一番のもとにあるのは、「統計」というものをどう考えるかという点です。
社会全体もそうですが、現代の医学は統計が優越しています。統計は数字で、数字は抽象的です。では抽象でないものとは何か。感覚に直接与えられるもの、『遺言。』(新潮社)ではそれを感覚所与と書きました。『遺言。』を書いた時点では、その程度で話を済ませましたが、その後あれこれ考えたら、感覚所与と意識の間の関係をもっと煮詰めないといけないと思うに至りました。
統計に関する本を集めて、基礎からあらためて勉強しようと思ったけれども、この本(『養老先生、病院へ行く』)にあるように、私は心筋梗塞を起こしたし、その背景にあるのは強い動脈硬化です。
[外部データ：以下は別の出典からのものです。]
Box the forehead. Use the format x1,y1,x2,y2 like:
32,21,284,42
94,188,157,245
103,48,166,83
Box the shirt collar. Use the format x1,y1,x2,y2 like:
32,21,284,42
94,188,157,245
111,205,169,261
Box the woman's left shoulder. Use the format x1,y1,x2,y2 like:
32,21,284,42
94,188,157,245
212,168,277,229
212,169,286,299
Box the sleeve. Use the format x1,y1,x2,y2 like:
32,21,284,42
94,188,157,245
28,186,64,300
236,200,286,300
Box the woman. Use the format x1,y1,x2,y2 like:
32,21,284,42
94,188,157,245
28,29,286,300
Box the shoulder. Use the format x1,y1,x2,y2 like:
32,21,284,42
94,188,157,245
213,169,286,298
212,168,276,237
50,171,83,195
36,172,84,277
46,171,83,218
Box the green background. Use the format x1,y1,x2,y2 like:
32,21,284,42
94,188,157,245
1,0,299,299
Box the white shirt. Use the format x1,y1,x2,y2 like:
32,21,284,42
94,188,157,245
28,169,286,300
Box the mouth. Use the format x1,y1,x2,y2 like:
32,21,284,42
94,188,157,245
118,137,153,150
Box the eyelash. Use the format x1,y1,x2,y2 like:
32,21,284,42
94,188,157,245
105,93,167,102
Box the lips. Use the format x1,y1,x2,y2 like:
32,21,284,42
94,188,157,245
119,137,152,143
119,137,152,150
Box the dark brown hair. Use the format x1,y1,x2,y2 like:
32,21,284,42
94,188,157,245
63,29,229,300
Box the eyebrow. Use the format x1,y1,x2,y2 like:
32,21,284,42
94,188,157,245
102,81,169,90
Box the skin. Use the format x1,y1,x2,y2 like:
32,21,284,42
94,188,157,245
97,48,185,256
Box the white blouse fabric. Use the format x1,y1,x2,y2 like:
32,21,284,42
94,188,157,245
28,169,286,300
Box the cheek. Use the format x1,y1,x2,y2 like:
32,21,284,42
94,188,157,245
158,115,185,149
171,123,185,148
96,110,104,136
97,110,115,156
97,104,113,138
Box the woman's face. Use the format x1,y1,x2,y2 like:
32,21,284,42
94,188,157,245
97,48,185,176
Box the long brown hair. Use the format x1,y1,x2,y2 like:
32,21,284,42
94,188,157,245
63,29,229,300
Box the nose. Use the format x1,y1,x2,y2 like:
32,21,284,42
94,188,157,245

それなら当然、脳動脈も十分に硬化しているに違いありません。
その壊れかけた脳みそで、統計の基礎のようなややこしい問題を考えても、不十分な思考になるに決まっています。気を取り直して頑張ってみても、脳がさらに壊れるだけのことかもしれません。年寄りの冷や水でしょう。
統計データは「個人の差異」を無視する
私はタバコを吸っていますが、喫煙者はがんになりやすいというデータがあります。57歳のときに肺がんが疑われたことがありますが、当時はタバコを吸っていたので、検査の結果が出るまで、その可能性はあると覚悟していました。結局、肺がんではありませんでした。
がんになる要因は1つではありません。発症する現実の仕組みは複雑です。にもかかわらず、がんを予防するためには複雑化を取り払い、単純化して因果関係を絞り込んでいるように思われます。
統計で得られたデータというのは、そのように使うことも可能ですから、場合によっては、原因を1つに特定することもできます。
人間を喫煙者と非喫煙者に分けて、どちらががんの発症率が高いかどうかを調べるとします。その結果、タバコを吸う人のほうががんになる確率が高いことがわかります。これによって、喫煙とがんの因果関係が「実証」されるわけです。
統計というのは、個々の症例の差異を平均化して、数字として取り出せるところだけに着目してデータ化します。逆にいえば、統計においては、差異は「ないもの」として無視しなければなりません。